La responsabilità medica è la responsabilità professionale, di colui che esercita un’attività sanitaria, per i danni derivati al paziente da errori, omissioni o in violazione degli obblighi inerenti all’attività stessa. La professione medica rientra nella categoria codicistica delle professioni intellettuali con la connaturata prestazione che è, per la precisione, prestazione d’opera intellettuale; è pertanto regolata dagli artt. 2230 e seguenti c.c. ed è svolta altresì tramite forme organizzative esercenti una funzione pubblica.  Tale prestazione medica consiste in una obbligazione di mezzi e non di risultato.  Ricordiamo che le obbligazioni di mezzi consistono nell’impiego dei mezzi a propria disposizione, secondo diligenza, prescindenti dal risultato conseguito (l’obbligazione, e l’aspettativa del creditore, non è data dal conseguimento di un determinato risultato, bensì dall’uso della diligenza da parte del debitore). Viceversa le obbligazioni di risultato consistono nel conseguimento di un risultato determinato. A ben vedere il personale medico non può garantire il risultato, la guarigione, ma impegnarsi piuttosto ad utilizzare in maniera diligente i mezzi più idonei per il raggiungimento del risultato favorevole al paziente.

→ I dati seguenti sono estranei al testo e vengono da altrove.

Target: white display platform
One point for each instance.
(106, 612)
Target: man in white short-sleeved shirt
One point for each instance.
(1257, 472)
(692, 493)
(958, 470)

2. La recente legislazione

Prima della c.d. riforma Gelli del 2017, la disciplina della responsabilità civile medica veniva inquadrata dalla giurisprudenza come segue: non sussistevano particolari problematiche nel caso in cui la prestazione sanitaria fosse eseguita dal medico libero professionista. In questo caso la responsabilità del sanitario per i danni cagionati al paziente era ricondotta nell’alveo dell’art. 1218 cod. civ., ossia della responsabilità contrattuale.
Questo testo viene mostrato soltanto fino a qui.